6. Broke up with his girlfriend

She adored Charles and had been very loyal. But as someone who had found sobriety and wanted to stay that way, she couldn’t stay with him any longer. She broke up with him and I don’t hold that against her. It was in her best interest to separate herself from him since he was still using and she was not. He was using her and not offering anything in return other than heartache. Active users tend to use those around them which is part of the heartbreak of substance use disorder.

7. He felt worthless

That last phone call with me didn’t produce the results he was looking for. I was expecting a more obvious cry for help that I now know he was not capable of. He was expecting that I would understand him in his irrational state of mind in withdrawal, no sleep, depressed and suffering from suicidal ideation. Now I think he wanted me to just say, “I’ll come get you.” I’ll never know if my rescuing would have saved him or not and it’s not something I can change now.

Why do I post about grief? My alter ego and I have a battle

9 thoughts on “Why did he kill himself? Contributing factors to Charles’ suicide”

  1. Dear Anne,
    I think of you and Charles every day, and I thank you for sharing your story. Losing a loved one is always difficult, but suicide makes it so much harder. My husband of 43 years died by suicide just over 3 years ago, and my 2 children each have terrible guilt feelings. I frequently wish so strongly that I knew then what I know now. The last 2 weeks of his life now make the fact that he was contemplating suicide so obvious. Not sleeping, I am convinced is an ominous signal.
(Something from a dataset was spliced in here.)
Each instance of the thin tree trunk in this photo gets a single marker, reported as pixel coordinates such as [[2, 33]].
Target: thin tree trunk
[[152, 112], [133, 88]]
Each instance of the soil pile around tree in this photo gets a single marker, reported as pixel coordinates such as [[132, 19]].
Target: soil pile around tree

I am now so worried that my son who suffers (like my husband did) from severe depression, anxiety, and constant lack of sleep will take his life. He is an alcoholic living in Chicago in a sober living house in a very dangerous neighborhood. He has been hospitalized several times for attempted suicide. Since he was 5 years old, we took him to a psychiatrist to help him and our family deal with his extremely frustrating mental health issues. I never give up hope, but he is 37 years old and jobless after getting a DUI. He is so bright and a kind good soul, and I feel that he is really trying to improve his life, but it is a daily struggle. I am in PA and so far away. Thank you for giving me a place to vent.

    1. Thank you for telling your story Ann. It was all I could do to keep myself from projecting all kinds of scenarios about Charles. If you ever want to write a post either by you or anonymously, please do.
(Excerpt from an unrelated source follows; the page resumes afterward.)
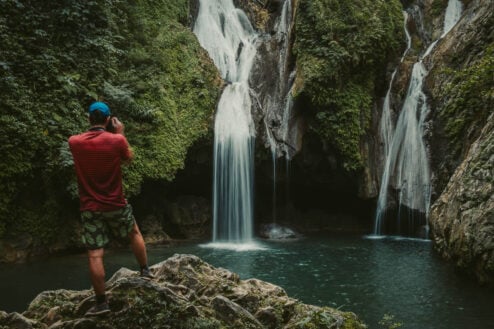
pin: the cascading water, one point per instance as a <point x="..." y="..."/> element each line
<point x="228" y="36"/>
<point x="406" y="168"/>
  2. This just breaks my heart. I am so afraid for my son. I have tried everything…multiple therapists, psychiatrists, in home intensive therapy, Wilderness Therapy, consequences, rewards…..I have read countless books on how to help my son. Drug tests have been negative the last 2 weeks…because we have kept a tight rein and our eyes on him constantly. Seriously…we work in shifts because I work night shift at the hospital sometimes in the PICU(where my biggest fear is that one day it will be MY son who they bring into the Chip ER). There are od’s almost nightly…sometimes multiple…usually repeat and sometimes fatal. He is 15 and I know we won’t always be able to keep up the monitoring at this pace. I am a constant ball of nerves and I don’t know how anyone tolerates me. I appreciate so much you sharing your stories and providing an outlet for those of us who need it so desperately.

    1. Oh Amanda I have been there and I remember it. The vigilance is so overwhelming. I thought I was going to implode. I joined a support group so I wouldn’t lose my mind. Families Anonymous. I would highly recommend it.

  3. I don’t know how to express how sorry I am. Thank you for sharing with us and being so emotionally naked. I have no doubt lives will be saved.